Then Jesus was led up by the Spirit into the wilderness to be tempted by the devil. He fasted for forty days and forty nights, and afterwards he was famished. The tempter came and said to him, ‘If you are the Son of God, command these stones to become loaves of bread.’ But he answered, ‘It is written, “One does not live by bread alone, but by every word that comes from the mouth of God.” Then the devil took him to the holy city and placed him on the pinnacle of the temple, saying to him, ‘If you are the Son of God, throw yourself down; for it is written, “He will command his angels concerning you”, and “On their hands they will bear you up, so that you will not dash your foot against a stone.” ’ Jesus said to him, ‘Again it is written, “Do not put the Lord your God to the test.” Again, the devil took him to a very high mountain and showed him all the kingdoms of the world and their splendour; and he said to him, ‘All these I will give you, if you will fall down and worship me.’ Jesus said to him, ‘Away with you, Satan! for it is written, “Worship the Lord your God, and serve only him.” Then the devil left him, and suddenly angels came and waited on him (Matthew 4:1-11).
Lent has begun.
We are several days into following Jesus into the wilderness, where we too will be tempted. But we follow one who has overcome the world.

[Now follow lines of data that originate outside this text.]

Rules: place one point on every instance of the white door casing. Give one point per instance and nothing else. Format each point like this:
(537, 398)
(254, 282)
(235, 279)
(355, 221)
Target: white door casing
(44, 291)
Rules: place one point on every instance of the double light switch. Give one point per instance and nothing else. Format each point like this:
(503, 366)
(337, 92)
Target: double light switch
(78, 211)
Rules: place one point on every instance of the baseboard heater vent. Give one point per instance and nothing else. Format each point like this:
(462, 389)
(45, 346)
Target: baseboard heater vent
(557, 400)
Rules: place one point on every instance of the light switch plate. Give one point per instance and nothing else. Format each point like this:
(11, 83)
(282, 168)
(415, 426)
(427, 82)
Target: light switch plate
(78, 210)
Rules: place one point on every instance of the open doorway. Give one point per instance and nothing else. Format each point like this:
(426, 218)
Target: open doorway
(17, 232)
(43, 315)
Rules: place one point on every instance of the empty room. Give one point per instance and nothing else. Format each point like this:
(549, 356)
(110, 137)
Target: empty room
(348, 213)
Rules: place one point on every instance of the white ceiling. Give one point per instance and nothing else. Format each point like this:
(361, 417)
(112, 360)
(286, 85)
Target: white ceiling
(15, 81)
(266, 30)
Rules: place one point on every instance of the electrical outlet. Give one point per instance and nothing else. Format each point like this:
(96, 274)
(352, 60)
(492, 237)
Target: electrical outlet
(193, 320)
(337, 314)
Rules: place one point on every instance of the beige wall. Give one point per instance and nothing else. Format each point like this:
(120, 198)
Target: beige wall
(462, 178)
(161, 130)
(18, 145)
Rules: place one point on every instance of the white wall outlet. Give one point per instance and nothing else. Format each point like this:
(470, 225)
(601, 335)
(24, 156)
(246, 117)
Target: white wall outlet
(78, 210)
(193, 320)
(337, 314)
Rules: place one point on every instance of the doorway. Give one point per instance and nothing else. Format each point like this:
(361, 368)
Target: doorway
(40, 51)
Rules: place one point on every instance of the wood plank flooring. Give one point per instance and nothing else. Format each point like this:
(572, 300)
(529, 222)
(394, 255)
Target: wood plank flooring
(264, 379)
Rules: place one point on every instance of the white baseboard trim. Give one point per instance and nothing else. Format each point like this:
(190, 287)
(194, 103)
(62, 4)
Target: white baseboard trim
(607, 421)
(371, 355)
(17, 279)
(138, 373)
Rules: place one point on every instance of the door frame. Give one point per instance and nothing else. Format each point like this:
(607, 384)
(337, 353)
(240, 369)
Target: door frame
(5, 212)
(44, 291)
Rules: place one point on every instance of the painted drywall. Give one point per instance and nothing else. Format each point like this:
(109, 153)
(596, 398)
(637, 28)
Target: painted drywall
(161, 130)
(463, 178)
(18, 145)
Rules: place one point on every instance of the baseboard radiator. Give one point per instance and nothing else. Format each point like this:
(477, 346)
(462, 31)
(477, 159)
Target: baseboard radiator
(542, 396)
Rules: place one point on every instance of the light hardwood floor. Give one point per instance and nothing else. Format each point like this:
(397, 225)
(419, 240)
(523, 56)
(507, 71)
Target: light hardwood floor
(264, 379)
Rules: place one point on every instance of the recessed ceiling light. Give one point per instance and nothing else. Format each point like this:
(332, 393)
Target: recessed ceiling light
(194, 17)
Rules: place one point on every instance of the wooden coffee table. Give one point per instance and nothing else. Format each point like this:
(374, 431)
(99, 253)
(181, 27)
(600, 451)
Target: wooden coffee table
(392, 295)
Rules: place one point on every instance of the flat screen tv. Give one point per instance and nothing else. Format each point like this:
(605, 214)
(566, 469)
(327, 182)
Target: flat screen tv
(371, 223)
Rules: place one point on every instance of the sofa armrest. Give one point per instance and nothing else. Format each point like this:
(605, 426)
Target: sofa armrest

I want to make clear I applaud most efforts at self actualization; But I am also reminded that Lent is really not about a time of self improvement. This is how we often approach Lent though. It becomes a second chance to live out those New Year’s resolutions that we have fallen off the wagon with.
But Lent is about following Jesus. The Epistle to church in Philippi provides this invitation to its readers:
If then there is any encouragement in Christ, any consolation from love, any sharing in the Spirit, any compassion and sympathy, make my joy complete: be of the same mind, having the same love, being in full accord and of one mind. Do nothing from selfish ambition or conceit, but in humility regard others as better than yourselves. Let each of you look not to your own interests, but to the interests of others.
Let the same mind be in you that was in Christ Jesus, who, though he was in the form of God, did not regard equality with God as something to be exploited, but emptied himself, taking the form of a slave, being born in human likeness. And being found in human form, he humbled himself and became obedient to the point of death – even death on a cross (Philippians 2:1-8).
In Christ, God the Son, the eternal Word is emptied out. The NIV says “he made himself nothing.” For centuries, at least for Trinitarian Christians, the Greek word κένωσις (kénōsis) has indicated that what we see in Jesus is not some cosmic Superman who has the power to overcome temptation because he is from another place. Rather, the Son of God set aside his divine prerogative to enter sympathetically into our plight and show us what life – human life – at its absolute best, led by God’s Spirit looks like. It is our sharing in that Spirit – God’s Spirit – that enables us to have consolation from love. It is our sharing in God’s Spirit that provides us with compassion and sympathy. It is our sharing in that Spirit that allows us to have the very mind and love of Christ. It our sharing in that Spirit that enable us to put aside our own selfish ambition or conceit and regard others higher than we do ourselves.
According to Matthew’s Gospel, it was this same Spirit that descended upon Jesus at his baptism and then immediately after led him out into the wilderness where he stayed for forty days and was tempted. As we follow Jesus there during Lent, our journey is not about self improvement. Though it definitely has the power to transform us for the better. This journey – like the whole of the Christian life – is about becoming a better lover of God and neighbor by following Christ’s example.
Christ did not set aside sins or “bad habits.” Rather, in the incarnation he set aside divine privilege for the sake of others. And in the wilderness he did not give up indulging on too much bread. Rather, he continued to set aside power, prerogative and even forewent the basic gift and necessity of food.
This time of year it is common to hear a lot about giving up vices. But vices are not restricted to practices that have no intrinsic worth or value. Rather, more often than not, a vice is a misappropriation of something that is a gift from God: too much chocolate, too much beer or wine, too much bread
But the gift used appropriately, and with appreciation helps us form virtue.
This is why I urge people – when they ask – to give up things with more intrinsic value rather than the things with less for Lent. Do you want to have an all day cigarette smoking marathon on Easter? Probably not. By all means, quit at some point. But again, Let’s remember that Lent is about following Jesus on a journey. It is only about our “self improvement” insofar as we are allowing the Spirit to reshape us into Christ’s image and deepen our love for God and neighbor. I would consider setting aside something we really want, maybe even something we need, for a time, to pull it out again on Easter and enjoy it as we celebrate the risen Christ. The same Spirit that led Jesus to the wilderness will guide us in our Lenten wilderness.